„Jetzt, Leuteln, jetzt loost’s amal zua! Mei Gsangl is wohl a weng alt, es is aba dennascht schö gnua. I moan, dass`s enk allesamm gfallt.“ Mit diesem Vierzeiler beginnt Ludwig Thomas „Heilige Nacht“. Er erzählt die Weihnachtsgeschichte in seiner Mundart, wie sie das Lukas-Evangelium überliefert. Allerdings wird das biblische Geschehen in ein Dorf in der tief verschneiten Landschaft Oberbayerns verlegt. Auch hier sind, wie in Bethlehem, die Herzen der Reichen verstockt. Allein die einfachen und armen Leute tun Gutes und begreifen das Wunder der heiligen Stunde.

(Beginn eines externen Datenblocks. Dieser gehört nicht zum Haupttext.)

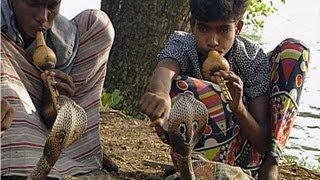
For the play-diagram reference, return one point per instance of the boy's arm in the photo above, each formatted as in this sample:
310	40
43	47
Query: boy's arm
156	102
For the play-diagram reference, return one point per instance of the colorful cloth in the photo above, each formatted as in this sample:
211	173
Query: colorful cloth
289	68
223	140
23	143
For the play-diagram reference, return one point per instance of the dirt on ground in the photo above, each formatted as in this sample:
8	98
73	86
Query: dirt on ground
135	148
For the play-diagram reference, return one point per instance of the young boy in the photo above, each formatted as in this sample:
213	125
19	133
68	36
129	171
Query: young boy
82	47
238	133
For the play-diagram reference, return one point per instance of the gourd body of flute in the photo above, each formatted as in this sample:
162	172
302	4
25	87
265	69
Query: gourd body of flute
43	56
214	62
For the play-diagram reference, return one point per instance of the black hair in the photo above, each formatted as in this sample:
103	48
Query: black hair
206	10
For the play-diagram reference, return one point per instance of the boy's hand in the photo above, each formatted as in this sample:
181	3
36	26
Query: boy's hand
156	107
235	86
7	115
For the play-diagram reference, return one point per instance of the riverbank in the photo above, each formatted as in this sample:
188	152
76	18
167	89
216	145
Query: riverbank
139	153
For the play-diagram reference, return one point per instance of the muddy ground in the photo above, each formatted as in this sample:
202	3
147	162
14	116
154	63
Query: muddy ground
138	152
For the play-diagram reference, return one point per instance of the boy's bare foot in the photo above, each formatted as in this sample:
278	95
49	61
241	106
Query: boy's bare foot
268	169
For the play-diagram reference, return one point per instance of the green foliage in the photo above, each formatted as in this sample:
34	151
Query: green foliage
258	10
303	163
109	100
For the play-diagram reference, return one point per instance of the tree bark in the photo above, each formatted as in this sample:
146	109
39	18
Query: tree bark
142	28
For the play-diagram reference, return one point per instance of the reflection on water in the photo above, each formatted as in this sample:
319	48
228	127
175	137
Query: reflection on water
300	20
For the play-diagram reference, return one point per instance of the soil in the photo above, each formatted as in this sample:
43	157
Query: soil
135	148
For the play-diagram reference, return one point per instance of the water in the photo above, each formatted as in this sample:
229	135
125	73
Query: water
296	19
300	19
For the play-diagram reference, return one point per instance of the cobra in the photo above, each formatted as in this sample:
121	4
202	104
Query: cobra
187	121
71	119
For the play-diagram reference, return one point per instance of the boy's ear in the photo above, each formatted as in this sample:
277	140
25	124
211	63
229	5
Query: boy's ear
239	26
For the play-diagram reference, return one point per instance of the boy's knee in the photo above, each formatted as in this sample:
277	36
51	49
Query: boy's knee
292	43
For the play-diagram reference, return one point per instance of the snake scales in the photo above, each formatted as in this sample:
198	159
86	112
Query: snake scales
186	124
69	125
71	119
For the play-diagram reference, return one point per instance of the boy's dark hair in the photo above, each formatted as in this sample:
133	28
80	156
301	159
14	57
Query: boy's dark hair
206	10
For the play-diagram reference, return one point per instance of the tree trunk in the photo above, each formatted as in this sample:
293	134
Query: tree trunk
142	28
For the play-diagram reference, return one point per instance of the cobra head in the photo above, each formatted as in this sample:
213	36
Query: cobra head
187	121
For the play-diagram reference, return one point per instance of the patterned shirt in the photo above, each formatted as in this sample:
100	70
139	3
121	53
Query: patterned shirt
246	59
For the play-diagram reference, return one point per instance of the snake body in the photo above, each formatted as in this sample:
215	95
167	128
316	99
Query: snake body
187	121
70	124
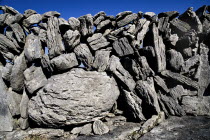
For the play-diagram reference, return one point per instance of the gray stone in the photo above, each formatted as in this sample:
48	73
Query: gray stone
74	23
71	39
50	14
80	96
127	19
86	25
19	33
121	74
17	77
6	71
5	115
97	41
101	60
34	79
134	104
99	128
24	105
175	60
64	62
24	124
33	19
84	55
122	47
196	105
33	48
54	39
29	12
146	90
13	100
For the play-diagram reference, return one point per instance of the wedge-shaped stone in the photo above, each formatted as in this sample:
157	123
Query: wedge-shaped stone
134	104
146	90
97	41
81	96
196	106
17	77
34	79
83	53
101	60
121	74
122	47
71	39
180	78
54	39
64	62
33	48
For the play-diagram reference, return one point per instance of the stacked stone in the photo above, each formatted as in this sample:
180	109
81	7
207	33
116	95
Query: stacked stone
61	73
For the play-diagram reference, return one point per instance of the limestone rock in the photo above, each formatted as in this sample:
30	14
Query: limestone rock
84	55
34	79
90	95
71	39
99	128
122	47
64	62
97	41
17	77
101	60
33	19
33	48
121	74
54	39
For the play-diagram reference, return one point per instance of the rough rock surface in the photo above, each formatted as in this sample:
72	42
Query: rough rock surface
90	98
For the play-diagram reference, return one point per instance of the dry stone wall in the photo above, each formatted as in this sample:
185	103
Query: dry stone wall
74	73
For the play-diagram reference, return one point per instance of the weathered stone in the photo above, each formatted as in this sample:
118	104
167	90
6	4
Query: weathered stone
29	12
84	130
50	14
101	60
5	115
24	124
146	90
127	19
121	74
74	23
71	39
24	105
86	25
34	79
99	128
33	19
196	106
172	105
192	19
19	33
179	26
122	47
180	78
175	60
134	104
17	77
33	48
79	102
84	55
170	14
64	62
159	48
97	41
54	39
13	100
6	71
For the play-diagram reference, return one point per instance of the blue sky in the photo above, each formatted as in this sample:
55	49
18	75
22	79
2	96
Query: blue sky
76	8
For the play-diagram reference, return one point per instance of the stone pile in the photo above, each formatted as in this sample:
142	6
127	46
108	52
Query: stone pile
90	72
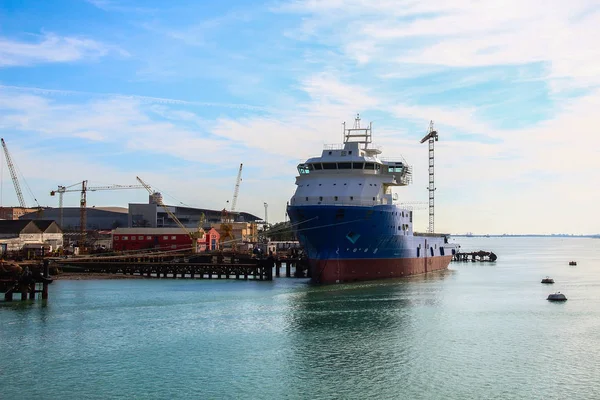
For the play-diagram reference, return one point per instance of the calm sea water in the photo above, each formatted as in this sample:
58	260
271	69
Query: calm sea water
477	331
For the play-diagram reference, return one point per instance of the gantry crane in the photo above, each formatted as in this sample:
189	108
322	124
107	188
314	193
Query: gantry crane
83	203
432	136
13	175
236	191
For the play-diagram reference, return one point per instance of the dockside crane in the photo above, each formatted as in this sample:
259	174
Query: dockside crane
15	179
84	188
432	137
236	191
13	175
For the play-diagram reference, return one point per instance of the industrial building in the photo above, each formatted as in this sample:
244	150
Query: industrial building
98	218
17	235
130	239
153	215
12	213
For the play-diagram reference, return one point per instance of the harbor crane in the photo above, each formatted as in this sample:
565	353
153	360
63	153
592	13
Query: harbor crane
432	137
13	175
236	191
84	188
15	179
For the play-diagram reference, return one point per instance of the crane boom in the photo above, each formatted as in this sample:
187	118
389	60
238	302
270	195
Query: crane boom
236	191
13	175
169	212
61	190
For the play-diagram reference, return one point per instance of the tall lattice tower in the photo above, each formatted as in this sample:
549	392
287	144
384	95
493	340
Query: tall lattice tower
432	137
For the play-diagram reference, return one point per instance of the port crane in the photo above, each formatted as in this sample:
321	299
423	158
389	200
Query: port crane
84	188
236	191
13	175
432	137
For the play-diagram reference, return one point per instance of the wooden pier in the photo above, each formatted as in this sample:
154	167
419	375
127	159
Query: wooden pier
26	281
481	256
194	266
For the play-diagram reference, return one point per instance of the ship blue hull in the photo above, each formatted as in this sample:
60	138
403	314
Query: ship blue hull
350	243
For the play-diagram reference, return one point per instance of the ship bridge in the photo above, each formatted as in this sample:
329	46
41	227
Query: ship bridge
351	173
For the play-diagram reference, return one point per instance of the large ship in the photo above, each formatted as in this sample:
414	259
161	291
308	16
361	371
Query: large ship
349	221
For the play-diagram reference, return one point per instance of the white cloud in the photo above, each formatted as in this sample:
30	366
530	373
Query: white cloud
462	34
51	48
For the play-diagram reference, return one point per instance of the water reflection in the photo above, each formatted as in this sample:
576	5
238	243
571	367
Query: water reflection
358	338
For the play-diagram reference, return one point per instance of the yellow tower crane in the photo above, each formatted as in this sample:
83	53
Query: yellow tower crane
83	203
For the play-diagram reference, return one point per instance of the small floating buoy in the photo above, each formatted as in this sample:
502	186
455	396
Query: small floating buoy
558	296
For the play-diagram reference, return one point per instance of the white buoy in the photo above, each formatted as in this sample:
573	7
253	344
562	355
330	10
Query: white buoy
558	296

Mittlerweile ist es in der Lechstadt schon zur Tradition geworden, dass das Landsberger Blechbläserensemble sein Publikum kurz vor Heiligabend musikalisch entführt: Nach Humperdincks Märchenoper „Hänsel und Gretel“ haben die jungen, mehrfach ausgezeichneten Musiker unter der Leitung von Hans-Günter Schwanzer erneut ein besinnliches und dennoch mit bayrisch-scharfer Zunge gedichtetes Werk aufbereitet. Zusammen mit Sepp Wörsching, der den Erzählpart übernehmen wird und als Schauspieler über die Landkreisgrenzen hinaus bekannt ist, wurde Ludwig Thomas Mundartdichtung um einige Stücke aus Barock, Renaissance und Klassik sowie einheimische Weisen und Jodler von Bernhard Etzel, dem Hauskomponisten von „Blechschaden“ und ehemaligen Mitglied der „Hot Dogs“, bereichert.

Man kann sich also für eine gute Stunde aus der Hektik der Vorweihnachtszeit verabschieden und sich in das heimelige Ambiente des Landsberger Stadttheaters zurückziehen, um dieses urbairische Schmankerl zu genießen!